The 35-year-old founder of Bustle and Bleacher Report reportedly just bought Gawker.com for $1.13 million, and Hulk Hogan is entitled to a cut of the sale
- The defunct gossip blog Gawker.com has a new owner.
- Bustle and Bleacher Report founder Bryan Goldberg put in the winning $1.13 million bid for the website in an auction held Thursday in Manhattan, according to the Wall Street Journal.
- Gawker.com shuttered in August 2016 after a lawsuit filed by Hulk Hogan and funded by Peter Thiel bankrupted its publisher, Gawker Media.
- Hogan is reportedly entitled to as much as 45% of the sale price.
Nearly two years after a legal battle with Hulk Hogan and Peter Thiel shuttered Gawker.com, the storied and snarky gossip blog has a new owner.
Rights to the now-defunct Gawker.com domain name, its social media accounts, and its story archives will go to Bryan Goldberg, founder of Bleacher Reporter and Bustle, according to the Wall Street Journal. Goldberg's $1.13 million won out at an auction held Thursday in Mahnattan, according to the report.
Goldberg first came onto the media scene in 2007 when he founded the sports blog Bleacher Report. In 2012, he sold Bleacher Report to Time Warner for $175 million in 2012.
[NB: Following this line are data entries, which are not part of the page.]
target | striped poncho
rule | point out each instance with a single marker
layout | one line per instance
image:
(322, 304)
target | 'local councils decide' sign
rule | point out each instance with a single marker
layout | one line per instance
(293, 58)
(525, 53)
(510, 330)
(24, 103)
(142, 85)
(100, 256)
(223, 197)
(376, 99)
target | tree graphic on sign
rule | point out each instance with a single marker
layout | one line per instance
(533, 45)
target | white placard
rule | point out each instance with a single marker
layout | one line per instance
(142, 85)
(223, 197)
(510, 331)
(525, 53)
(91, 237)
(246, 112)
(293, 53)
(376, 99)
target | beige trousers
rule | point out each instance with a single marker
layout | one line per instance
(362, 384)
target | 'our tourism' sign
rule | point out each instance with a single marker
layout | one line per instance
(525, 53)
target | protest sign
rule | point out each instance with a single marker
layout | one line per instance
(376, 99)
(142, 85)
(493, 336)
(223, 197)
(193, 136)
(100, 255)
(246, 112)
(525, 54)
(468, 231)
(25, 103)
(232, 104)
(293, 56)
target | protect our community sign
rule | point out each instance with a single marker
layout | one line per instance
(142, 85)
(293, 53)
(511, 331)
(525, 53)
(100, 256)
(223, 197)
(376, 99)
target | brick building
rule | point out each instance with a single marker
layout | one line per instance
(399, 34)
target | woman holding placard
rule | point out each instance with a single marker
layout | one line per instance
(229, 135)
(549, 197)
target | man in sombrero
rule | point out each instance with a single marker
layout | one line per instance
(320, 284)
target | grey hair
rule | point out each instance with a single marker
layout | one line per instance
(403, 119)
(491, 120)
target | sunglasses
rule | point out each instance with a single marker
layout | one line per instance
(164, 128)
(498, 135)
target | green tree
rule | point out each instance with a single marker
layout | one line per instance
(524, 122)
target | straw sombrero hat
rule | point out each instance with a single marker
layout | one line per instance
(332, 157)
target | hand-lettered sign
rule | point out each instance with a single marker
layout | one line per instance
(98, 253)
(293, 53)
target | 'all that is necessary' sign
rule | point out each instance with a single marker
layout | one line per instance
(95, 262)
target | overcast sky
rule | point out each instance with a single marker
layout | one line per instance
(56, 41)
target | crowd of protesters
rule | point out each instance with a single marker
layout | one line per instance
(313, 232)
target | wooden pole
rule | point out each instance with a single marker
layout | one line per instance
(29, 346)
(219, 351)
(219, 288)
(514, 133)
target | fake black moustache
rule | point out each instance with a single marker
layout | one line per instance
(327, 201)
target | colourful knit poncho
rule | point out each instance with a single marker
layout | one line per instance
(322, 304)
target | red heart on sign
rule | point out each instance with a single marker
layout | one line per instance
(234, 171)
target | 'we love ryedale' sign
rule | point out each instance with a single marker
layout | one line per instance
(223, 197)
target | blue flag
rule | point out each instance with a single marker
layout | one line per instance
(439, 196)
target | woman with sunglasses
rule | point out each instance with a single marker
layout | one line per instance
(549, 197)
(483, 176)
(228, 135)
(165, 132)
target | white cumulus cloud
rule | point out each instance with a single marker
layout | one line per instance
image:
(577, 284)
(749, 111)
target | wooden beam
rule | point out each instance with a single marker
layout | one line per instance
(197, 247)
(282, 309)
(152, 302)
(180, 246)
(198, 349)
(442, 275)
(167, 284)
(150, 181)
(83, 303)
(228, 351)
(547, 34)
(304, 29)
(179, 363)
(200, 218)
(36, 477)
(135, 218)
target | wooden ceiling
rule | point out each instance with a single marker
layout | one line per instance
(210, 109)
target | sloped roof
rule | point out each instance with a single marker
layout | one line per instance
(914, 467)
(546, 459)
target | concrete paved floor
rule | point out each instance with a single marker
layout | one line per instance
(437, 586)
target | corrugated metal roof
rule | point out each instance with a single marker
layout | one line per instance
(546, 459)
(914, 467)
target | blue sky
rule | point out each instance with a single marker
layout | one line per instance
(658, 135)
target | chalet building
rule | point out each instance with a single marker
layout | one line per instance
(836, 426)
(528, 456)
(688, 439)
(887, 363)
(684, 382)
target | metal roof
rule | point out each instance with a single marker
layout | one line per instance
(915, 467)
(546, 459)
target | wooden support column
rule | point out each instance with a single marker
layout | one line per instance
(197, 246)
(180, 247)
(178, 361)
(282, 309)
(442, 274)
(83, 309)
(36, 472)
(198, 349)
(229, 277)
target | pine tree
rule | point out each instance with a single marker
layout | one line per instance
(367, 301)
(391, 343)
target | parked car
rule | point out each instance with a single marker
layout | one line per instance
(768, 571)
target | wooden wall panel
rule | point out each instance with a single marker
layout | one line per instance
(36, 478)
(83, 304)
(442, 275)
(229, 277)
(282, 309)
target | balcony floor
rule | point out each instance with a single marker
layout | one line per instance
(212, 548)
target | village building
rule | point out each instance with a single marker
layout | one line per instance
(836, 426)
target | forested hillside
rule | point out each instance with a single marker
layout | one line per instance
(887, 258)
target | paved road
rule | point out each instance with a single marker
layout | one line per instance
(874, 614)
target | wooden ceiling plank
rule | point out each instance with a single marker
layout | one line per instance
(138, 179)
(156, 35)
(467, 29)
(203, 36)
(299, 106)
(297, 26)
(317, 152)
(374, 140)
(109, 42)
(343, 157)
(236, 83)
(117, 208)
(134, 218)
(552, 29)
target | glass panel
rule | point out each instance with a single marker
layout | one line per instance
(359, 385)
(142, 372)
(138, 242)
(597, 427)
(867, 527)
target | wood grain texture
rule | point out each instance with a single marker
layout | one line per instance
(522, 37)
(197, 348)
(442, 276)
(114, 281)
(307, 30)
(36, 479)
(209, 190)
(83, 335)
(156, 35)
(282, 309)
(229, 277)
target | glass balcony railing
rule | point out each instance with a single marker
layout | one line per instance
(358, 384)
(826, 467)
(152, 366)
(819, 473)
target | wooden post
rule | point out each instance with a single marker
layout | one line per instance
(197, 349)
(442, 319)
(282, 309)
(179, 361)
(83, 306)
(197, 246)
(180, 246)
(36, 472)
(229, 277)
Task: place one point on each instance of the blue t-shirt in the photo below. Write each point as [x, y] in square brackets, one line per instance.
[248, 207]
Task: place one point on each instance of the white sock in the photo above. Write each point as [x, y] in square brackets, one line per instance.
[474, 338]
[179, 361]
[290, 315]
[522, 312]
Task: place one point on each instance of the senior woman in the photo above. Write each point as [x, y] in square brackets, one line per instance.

Two years later, he launched Bustle, a site aimed at Millennial women. Bustle Media Group, which is venture backed, was last valued at $181.5 million in 2017, according to PitchBook.
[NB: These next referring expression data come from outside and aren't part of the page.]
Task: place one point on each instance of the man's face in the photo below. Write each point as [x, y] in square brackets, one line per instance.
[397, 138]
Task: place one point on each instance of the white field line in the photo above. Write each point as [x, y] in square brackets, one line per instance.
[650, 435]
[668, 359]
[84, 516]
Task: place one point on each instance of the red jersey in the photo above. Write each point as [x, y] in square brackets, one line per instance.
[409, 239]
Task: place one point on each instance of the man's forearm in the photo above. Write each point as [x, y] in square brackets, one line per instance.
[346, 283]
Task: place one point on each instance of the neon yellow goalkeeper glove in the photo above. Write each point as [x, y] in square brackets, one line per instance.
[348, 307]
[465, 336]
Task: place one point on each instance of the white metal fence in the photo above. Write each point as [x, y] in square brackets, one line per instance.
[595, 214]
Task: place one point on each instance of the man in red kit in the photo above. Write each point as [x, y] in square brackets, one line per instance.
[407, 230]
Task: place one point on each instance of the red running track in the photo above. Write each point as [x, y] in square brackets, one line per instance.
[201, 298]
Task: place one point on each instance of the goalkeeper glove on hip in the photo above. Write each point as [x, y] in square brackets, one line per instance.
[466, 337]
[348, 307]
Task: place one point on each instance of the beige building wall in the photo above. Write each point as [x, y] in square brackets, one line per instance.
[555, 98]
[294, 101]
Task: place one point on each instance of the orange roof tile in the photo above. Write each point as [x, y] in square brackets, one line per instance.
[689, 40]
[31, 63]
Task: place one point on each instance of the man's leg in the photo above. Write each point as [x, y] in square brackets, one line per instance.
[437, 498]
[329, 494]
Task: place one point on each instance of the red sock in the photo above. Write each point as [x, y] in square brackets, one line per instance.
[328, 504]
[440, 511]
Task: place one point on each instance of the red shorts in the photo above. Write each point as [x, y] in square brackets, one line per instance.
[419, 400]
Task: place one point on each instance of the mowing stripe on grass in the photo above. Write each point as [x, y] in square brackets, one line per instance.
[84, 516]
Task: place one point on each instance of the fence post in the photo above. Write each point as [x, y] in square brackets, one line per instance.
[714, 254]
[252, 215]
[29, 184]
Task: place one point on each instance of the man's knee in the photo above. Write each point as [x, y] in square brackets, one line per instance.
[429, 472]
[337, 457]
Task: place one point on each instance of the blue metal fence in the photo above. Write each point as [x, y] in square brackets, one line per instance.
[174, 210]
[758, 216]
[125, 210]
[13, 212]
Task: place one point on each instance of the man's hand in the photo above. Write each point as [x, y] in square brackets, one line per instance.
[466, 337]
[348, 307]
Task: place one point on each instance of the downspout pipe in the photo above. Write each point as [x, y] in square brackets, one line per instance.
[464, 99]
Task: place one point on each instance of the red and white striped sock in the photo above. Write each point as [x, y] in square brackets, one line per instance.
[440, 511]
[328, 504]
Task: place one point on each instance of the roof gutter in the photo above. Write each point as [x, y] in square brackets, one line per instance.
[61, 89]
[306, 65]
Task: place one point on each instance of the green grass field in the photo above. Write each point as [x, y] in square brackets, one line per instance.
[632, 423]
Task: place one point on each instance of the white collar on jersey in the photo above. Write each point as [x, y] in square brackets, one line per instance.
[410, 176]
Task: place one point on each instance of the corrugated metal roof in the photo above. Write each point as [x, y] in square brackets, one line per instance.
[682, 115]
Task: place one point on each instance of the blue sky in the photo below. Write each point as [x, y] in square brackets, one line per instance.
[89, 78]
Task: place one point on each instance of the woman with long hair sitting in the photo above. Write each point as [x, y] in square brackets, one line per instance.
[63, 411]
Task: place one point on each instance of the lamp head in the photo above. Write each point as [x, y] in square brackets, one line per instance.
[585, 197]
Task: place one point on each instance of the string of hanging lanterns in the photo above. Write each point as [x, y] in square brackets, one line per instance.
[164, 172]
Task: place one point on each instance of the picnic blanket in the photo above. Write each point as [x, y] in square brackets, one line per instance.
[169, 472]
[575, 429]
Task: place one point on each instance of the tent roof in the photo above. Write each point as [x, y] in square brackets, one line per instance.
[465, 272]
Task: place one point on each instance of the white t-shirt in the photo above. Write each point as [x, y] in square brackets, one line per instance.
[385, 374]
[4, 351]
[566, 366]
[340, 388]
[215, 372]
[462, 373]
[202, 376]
Gawker.com shuttered after a legal battle with Hulk Hogan
The sale of Gawker.com comes two years after a legal battled forced Gawker Media, the publisher of Gawker.com and a network of other sites, to file for bankruptcy in June 2016. Gawker lost a $140 million lawsuit against Hulk Hogan in a prolonged legal battle funded by venture capitalist and Facebook board member Peter Thiel.
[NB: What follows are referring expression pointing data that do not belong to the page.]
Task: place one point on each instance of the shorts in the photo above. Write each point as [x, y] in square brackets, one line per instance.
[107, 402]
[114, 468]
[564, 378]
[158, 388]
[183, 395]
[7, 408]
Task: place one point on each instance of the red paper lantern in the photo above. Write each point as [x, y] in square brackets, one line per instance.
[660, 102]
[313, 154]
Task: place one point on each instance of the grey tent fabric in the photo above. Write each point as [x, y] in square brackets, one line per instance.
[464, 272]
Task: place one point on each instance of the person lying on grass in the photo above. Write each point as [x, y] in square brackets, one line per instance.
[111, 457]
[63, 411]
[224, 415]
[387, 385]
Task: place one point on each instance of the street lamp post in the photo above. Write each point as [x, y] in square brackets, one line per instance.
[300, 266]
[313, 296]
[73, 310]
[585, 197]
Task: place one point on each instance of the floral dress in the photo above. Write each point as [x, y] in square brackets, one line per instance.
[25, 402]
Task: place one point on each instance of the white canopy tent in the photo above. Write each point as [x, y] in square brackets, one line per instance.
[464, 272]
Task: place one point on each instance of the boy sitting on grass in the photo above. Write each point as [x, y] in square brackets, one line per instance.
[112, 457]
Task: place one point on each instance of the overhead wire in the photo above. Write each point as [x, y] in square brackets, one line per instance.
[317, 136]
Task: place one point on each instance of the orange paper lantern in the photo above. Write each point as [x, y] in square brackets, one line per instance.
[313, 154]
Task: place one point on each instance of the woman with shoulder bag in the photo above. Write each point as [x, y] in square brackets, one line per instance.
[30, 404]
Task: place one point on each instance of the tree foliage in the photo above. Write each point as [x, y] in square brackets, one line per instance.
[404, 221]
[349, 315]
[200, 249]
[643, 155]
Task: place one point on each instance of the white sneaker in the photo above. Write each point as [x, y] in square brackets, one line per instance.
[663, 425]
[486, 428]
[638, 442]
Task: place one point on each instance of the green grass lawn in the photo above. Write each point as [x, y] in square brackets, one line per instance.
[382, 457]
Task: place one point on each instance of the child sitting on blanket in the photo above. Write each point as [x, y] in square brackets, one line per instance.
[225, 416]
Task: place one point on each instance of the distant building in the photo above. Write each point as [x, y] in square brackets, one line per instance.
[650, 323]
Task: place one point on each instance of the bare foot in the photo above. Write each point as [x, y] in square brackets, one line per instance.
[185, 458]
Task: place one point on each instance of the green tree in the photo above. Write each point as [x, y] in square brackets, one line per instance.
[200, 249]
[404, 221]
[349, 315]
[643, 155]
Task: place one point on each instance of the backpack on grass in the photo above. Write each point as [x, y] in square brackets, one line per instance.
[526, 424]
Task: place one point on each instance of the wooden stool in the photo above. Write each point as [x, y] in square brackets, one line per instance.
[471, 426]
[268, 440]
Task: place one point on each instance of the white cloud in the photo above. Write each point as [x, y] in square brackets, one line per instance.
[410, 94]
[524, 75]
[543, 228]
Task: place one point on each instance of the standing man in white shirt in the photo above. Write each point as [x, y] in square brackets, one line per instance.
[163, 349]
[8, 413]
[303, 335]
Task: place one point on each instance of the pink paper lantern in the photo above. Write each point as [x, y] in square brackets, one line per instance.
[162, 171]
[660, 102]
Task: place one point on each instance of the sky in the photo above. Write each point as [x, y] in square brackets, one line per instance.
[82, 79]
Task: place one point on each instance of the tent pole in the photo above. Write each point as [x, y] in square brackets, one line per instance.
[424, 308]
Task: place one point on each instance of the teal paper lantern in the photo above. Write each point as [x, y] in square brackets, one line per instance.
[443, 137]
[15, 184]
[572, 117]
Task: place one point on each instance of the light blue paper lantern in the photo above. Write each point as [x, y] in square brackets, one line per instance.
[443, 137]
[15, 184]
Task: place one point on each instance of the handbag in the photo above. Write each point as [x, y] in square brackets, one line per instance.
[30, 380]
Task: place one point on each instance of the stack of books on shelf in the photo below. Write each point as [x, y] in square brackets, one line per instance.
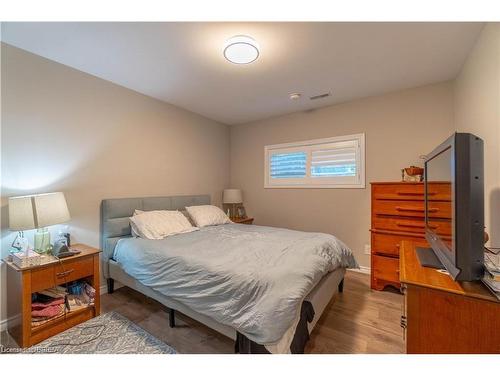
[492, 273]
[52, 303]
According to a recent story by the Observer, Hogan is entitled to 45% of the selling price as part of the Gawker Media bankruptcy settlement. At the reported sale price of $1.13 million, Hogan would take in about $565,000.
The professional wrestler, whose real name is Terry Bollea, sued the media company after it published a 1 min, 41 second clip from sex tape involving Bollea.
Following the judgement, Gawker Media sold off its six other properties - Gizmodo, Jezebel, Kotaku, Deadspin, Lifehacker and io9 - to the Spanish-language media company Univision for $135 million.
But things haven't gone so well at Univision, which said on Tuesday that it's exploring the potential sale of the former Gawker Media blogs.
We've reached out to representives for Goldberg, Thiel, and Hogan for comment.